Art about town
Yesterday was First Friday in Fairbanks, Alaska (and in many other communities too). For those of you like my friend Phil who have never been to an FF event and need an introduction, this is what I told him: FF is a once a month opening to the public of galleries and studios usually combined with the showing of new work or work in a new context by local artists. The public then drives around and judges the various openings by the quality of snacks provided.

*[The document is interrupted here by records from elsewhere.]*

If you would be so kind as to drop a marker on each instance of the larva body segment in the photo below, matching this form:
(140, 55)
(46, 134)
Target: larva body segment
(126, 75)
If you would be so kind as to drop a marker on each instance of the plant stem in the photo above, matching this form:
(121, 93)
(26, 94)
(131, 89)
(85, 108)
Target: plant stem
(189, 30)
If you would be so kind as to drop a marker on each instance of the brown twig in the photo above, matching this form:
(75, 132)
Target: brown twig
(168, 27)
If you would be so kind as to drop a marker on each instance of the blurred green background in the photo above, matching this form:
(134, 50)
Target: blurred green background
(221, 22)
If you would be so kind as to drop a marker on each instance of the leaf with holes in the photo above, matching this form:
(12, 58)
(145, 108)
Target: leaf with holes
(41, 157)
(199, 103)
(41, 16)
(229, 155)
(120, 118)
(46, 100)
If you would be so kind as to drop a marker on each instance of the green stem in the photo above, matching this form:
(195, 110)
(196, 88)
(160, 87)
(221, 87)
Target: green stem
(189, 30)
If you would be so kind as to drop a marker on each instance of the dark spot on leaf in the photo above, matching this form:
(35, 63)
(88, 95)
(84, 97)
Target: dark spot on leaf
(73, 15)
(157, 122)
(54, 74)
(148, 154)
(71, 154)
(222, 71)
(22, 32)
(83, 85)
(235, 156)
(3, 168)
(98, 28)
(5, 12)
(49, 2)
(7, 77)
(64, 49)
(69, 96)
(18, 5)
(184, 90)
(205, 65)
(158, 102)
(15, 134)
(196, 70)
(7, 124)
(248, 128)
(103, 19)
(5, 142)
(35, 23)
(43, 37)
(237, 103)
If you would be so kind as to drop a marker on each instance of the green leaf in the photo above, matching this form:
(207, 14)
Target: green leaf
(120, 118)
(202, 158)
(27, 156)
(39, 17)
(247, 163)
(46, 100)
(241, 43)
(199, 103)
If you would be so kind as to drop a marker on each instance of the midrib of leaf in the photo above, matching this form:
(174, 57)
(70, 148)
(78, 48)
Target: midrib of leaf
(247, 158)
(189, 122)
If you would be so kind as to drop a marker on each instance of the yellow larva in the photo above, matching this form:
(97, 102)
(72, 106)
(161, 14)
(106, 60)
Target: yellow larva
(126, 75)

We visited Well Street Art Co., Well and Good Studios, the Alaska House Art Gallery, and the Fairbanks Art Association’s Bear Gallery. We saw delicate large scale “Bayou Chevreuil” in metal, beautifully detailed nature themed wood cuts, watercolors of scenes from around Alaska, and avant garde sculptures inspired by local natural phenomena. The show that I’m most interested in thinking about here is the one hosted by Well Street: “Eskimo Drawings and Prints” (with art by Kivetoruk Moses, Bernard Kataxac, Wilbur Walluck, Florence Malewotkuk, George Ahgupuk, Robert Mayakok, Milo Minock, and Ken Lisbourne and others not listed on the website).
Although I found the drawings to be absolutely stunning–powerful, evocative, understated, heavily indebted to both realism and the magical–the presentation left me completely dissatisfied. Hidden away on a shelf was a book entitled Eskimo Drawings, which when I looked it up online, I found was originally the catalog to an exhibit at the Anchorage Museum of Art in 2003. The book, and I assume the exhibit in 2003, is filled with art history relevant to the drawings displayed, other historical and political contexts, ethnographic information, interviews with friends, relatives, community members of the artist as well as with the artists themselves, and other pertinent and interesting influences and details. The relationship between the book and the present show was never clear, but perhaps (and I am totally guessing), some of the prints on display were connected with the previous exhibit. However, all of the context from the Anchorage exhibit was missing from the show I went to. To illustrate: there were several Cape Dorset prints from the ’70s alongside drawings from western Alaska from the ’50s and very recent prints from northern Alaska. Rarely was a date or location given for the pieces on display. The various artists had radically different styles, mediums, and content. Really, the only unifying factor was that at some point in history each of the artists’ ethnicity had been deemed “Eskimo”: a term, we should all know by now, that is in disfavor as there are certainly other designations that are much more accurate: Inuit, Inupiat, Yup’ik (and perhaps the artist would even request another more specific group identification). I realize that a gallery is not a museum and that art is given a status in opposition to ethnographic object. However, I think the gallery did a disservice to the artists and the visitors by not only neglecting to point out what any observant person could see–namely that the art on display was widely disparate (a former art teacher taught me: either celebrate or eradicate!)–but that there was also a moment for connectivity and enlightenment for all involved that was lost. And if indeed the reason for not giving more information about the artists and their pieces was to more concretely endow the prints and drawings as “art” above and beyond their exotic content, the show failed in that as well when it homogenized all the pieces into one erroneous and temporally inaccurate category called “Eskimo.”
Phil and I both agreed that the Alaska House set the best spread of snacks.